Cura e diseguaglianza

I dati riguardanti il mercato del lavoro a livello globale oggi ci dicono che al suo interno emerge una persistente diseguaglianza di genere, che si manifesta in diversi modi. 

Il primo elemento che si nota è la minore partecipazione femminile al mercato del lavoro oggi, che si attesta sopra il 50%, a differenza di quella maschile all’80%. Inoltre, si osserva una maggiore difficoltà delle lavoratrici donne di ottenere una promozione o il raggiungimento di una posizione apicale, strategica in termini decisionali e di maggiore remunerazione (“segregazione verticale”).
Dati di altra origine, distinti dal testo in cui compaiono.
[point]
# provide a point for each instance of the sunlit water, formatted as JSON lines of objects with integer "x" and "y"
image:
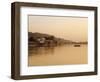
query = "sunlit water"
{"x": 60, "y": 55}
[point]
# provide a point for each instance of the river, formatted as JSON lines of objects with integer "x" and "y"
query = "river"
{"x": 60, "y": 55}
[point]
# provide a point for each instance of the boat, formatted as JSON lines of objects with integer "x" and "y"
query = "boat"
{"x": 77, "y": 45}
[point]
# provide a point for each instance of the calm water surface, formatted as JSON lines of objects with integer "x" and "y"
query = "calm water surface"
{"x": 60, "y": 55}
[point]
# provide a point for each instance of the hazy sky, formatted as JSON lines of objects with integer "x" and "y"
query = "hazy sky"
{"x": 69, "y": 28}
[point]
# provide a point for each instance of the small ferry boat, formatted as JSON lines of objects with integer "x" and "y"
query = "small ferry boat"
{"x": 77, "y": 45}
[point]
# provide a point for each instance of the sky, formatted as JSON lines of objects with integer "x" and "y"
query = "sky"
{"x": 69, "y": 28}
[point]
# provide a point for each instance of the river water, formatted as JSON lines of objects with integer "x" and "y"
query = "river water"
{"x": 60, "y": 55}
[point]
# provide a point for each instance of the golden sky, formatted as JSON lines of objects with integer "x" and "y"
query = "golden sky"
{"x": 69, "y": 28}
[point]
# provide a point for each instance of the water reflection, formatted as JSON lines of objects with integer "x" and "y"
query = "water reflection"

La disparità salariale non può non essere nominata: si è stimato che, nei paesi OECD, per ogni dollaro guadagnato da un uomo, una donna ne prende 0.88. 

Le cause?

La visione di una parte della letteratura economica, per cui queste problematiche siano riconducibili esclusivamente a differenze di preferenze individuali o diverse propensioni e attitudini tra generi, è superata: sempre più spesso si tiene conto di fattori esterni come stereotipi di genere, impatto della genitorialità e discriminazioni. Proprio queste sono tra le cause identificate da Claudia Goldin (Harvard University), che per il suo lavoro riguardo il tema del ‘gender gap’ ha ricevuto il mese scorso il Nobel per l’economia.

In particolare, il gap salariale dipende meno spesso da una semplice e conscia discriminazione. Viceversa, deriva da una differenza di compiti, ruoli e responsabilità assunte dai due generi in contesti aziendali per esempio, o ancora, dalla concentrazione di donne in certi settori che sono caratterizzati tradizionalmente da stipendi inferiori (“segregazione orizzontale”). 

Cosa centra la cura quindi? E come questa rafforza le diseguaglianze? 

Nell’ambito famigliare, la maggior parte del lavoro di cura di figli, di persone anziane e della casa tende a ricadere sulle donne. Goldin mostra che il gap salariale, inizialmente piccolo, aumenta notevolmente, senza mai chiudersi, con le interruzioni di carriera dovute alla nascita dei figli: nei paesi ad alto reddito, la maternità è una delle principali determinanti della differenza remunerativa. Inoltre, più spesso dei colleghi uomini, le donne hanno contratti di lavoro part-time e carriere intermittenti, ciò incide negativamente sul loro reddito. 

Un ruolo importante è giocato dalle aspettative sociali di cura che potrebbero confliggere con le preferenze individuali reali: le donne si scontrano spesso con l’aspettativa della società di dover assumere il ruolo primario di caregiver, il che le porta a optare per un lavoro part-time o a dare priorità alle responsabilità di cura rispetto alla carriera. D’altra parte, le norme tradizionali di mascolinità impediscono agli uomini di impegnarsi pienamente nella genitorialità e nel caregiving. Questi stereotipi possono dissuadere gli uomini dall’assumere responsabilità di cura, anche quando desiderano un maggiore coinvolgimento. 

La soluzione?

Se da un lato, è assolutamente necessaria la redistribuzione del peso del fondamentale lavoro di cura nell’ambito famigliare, alleggerendo le donne da questo carico che nel lungo periodo rafforza la diseguaglianza, dall’altro va incentivato il superamento del pensiero che ancora attribuisce ai due generi stereotipi e aspettative, che vengono trasmesse e riprodotte continuamente tramite l’educazione dei figli, la comunicazione e gli spot pubblicitari, il linguaggio e tanto altro. 

Il cambiamento culturale è possibile: l’attribuzione del Nobel per l’economia 2023 per gli studi di disparità di genere a Goldin è la prova di un passo in questa direzione.